Teachers and students in schools this large think nothing of it. There are basically 3 schools within each school beginning in middle school. You have regulars, Honors and gifted and as they move up Honors, AP and IB.

Most of the students who are driven for education, have parental support and guidance are all in the Honors and up programs. These students are focused on their education, grades and opportunities for acceptance in good colleges.

Typically, the issues lie within the regulars classes where a lot, not all, off the students are not driven, the trouble makers, etc.

Teachers in our area handle the larger classes well. There are a lot of study groups which force you to work with other people in developing ideas and solutions. Study Groups are important and they are vital in college and business school later on.

If possible, go visit the school in question and see the routines they have. Most are very structured. Most also welcome visitors to observe.

99% of the students in my daughter's high school which is named in the top 100 in the US thrive and go on to college. They look at it as college as no option and they are well prepared for college when they graduate.

Good luck.

2 moms found this helpful


answers from Victoria on

i graduated with 500+ kids (just seniors!) and jr high was probley 500 or so? but we all kept to one part of the school. Like 6th grade science,math,history,english were all close together in the same part of the building. We did have about 25-30 kids in a room. I am seeing that today there isnt much discipline for the kids allowed and it gets outta controll. My teacher friends all hate there jobs. My Art teacher finds herself with out a chair often because throught out the year they often sardine them in her room and she has no place to set them aside from her own chair...removed from the desk. all in all that is what it will be a transition. i am a shy person but once i got use to the school i made lots of different type friends. it was great.

1 mom found this helpful


answers from Chicago on

My daughter's middle school (6-8) had about 1,000 students. They made it feel much smaller by creating teams. Each grade had 3-4 teams. Each team had 4 teachers. The core classes (math, english, social science and science) were taught by these 4 teachers. The students in the team (around 100) had their classes with these teachers. Also they had their other classes - PE/Health and "specials" (art, music, foreign language, etc) with the team. Lunch was by grade, so they were able to sit with their friends from other teams at lunch. It worked well. Plus the principal was pretty strict (and very well liked).

I would talk to the principal and/or counselor at the school and see how they will help your children transition. I am sure they deal with this all the time. Good luck with your decision!



answers from Chicago on

You'd be surprised at what kids can cope with.
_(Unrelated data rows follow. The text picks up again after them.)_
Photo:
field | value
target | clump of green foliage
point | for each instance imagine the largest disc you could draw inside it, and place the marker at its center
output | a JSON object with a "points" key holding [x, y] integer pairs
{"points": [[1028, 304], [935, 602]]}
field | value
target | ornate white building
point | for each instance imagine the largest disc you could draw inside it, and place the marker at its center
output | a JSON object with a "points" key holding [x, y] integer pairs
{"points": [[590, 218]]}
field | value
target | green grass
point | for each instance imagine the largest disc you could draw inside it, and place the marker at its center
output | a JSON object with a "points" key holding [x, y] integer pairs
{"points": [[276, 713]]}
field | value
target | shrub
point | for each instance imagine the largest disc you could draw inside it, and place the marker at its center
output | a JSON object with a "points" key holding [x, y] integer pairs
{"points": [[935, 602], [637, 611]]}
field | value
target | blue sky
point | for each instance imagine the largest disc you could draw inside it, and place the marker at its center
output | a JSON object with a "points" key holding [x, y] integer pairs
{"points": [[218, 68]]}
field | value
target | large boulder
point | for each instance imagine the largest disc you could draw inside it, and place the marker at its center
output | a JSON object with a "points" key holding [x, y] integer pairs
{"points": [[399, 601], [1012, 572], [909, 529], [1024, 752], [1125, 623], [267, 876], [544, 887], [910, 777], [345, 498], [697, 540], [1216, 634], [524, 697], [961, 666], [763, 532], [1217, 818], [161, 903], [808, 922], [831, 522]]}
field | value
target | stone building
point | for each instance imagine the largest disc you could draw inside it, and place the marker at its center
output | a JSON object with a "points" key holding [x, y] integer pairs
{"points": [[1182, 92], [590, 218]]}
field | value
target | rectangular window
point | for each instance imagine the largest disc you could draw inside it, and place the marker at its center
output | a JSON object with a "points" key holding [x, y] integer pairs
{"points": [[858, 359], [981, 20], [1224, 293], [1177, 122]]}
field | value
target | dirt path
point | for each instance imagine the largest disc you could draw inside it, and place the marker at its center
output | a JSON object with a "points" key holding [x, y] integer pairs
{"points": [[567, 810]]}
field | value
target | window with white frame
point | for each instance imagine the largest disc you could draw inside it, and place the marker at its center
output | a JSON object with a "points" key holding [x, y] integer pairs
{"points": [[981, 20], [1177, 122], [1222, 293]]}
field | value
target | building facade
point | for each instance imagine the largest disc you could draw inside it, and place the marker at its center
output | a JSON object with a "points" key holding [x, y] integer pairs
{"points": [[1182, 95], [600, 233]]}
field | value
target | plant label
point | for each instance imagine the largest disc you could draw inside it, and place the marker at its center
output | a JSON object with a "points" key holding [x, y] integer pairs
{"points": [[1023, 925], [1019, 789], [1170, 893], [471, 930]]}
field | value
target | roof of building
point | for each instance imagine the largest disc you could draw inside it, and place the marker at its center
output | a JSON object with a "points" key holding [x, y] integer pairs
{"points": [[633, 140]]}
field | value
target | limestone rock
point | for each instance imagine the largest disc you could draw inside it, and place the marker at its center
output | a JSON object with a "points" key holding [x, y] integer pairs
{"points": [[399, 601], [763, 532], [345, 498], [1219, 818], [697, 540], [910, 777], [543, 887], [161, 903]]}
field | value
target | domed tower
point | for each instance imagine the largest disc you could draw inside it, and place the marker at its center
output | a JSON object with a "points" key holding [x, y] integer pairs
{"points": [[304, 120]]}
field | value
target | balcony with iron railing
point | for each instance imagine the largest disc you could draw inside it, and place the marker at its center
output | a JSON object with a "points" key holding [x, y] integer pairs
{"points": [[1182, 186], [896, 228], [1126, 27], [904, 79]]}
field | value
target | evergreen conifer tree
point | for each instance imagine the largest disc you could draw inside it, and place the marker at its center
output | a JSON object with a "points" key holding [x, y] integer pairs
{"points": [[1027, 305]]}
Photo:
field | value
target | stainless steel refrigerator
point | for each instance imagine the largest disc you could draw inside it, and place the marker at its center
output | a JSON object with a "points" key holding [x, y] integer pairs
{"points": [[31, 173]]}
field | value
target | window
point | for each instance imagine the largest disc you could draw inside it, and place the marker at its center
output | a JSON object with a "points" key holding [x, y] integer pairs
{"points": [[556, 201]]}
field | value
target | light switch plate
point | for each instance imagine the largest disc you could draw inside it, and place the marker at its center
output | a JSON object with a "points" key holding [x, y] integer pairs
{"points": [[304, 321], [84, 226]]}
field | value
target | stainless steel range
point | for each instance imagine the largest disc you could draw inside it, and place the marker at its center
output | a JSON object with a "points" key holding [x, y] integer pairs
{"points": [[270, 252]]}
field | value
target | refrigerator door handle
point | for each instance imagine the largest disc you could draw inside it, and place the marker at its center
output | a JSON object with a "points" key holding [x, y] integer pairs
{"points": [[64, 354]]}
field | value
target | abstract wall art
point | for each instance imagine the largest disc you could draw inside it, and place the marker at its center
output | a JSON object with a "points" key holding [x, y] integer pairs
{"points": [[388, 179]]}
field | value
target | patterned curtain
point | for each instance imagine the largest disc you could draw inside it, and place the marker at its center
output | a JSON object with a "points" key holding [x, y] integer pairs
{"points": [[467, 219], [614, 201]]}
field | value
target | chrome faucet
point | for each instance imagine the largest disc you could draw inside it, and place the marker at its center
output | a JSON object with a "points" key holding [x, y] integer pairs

If the schools are highly rated, they must be doing something right!



answers from Chicago on

My daughter's middle school is 6 to 8th grade and has about 900 kids. At one point the building had almost a thousand and they had to stop enrolling at ours and bus kids in our zone to a school farther away.

In 6th grade all the kids were kept in one area, upstairs, where there were really no bigger kids. At the start of the year they really help the new kids with how to get from one room to another, how to keep their lockers, how to use the hallway the right way, etc. They put your locker near your classes usually and cluster the rooms so you aren't criss crossing the world. Most also have "teams" of kids which they are mainly with for the whole year. My daughter was with the same 30 kids for the majority of her day. band and gym were bigger, half the class has gym while the other half had either band, choir or electives (computer, cooking, etc.). During science and social studies she had about 15 kids from her core group and 15 from the other core groups, so still a lot of kids she knew and had the whole day with. SO there were about 15 kids that were in every class of hers and 15 that were in over half of the day with her. Lunch was the WHOLE grade level and that was the biggest issue cause you had to plan your time so you had enough to eat.

When they were at over capacity (fire dept told them no more kids!) they had staggered passing periods and longer ones so that it wasn't as crowded.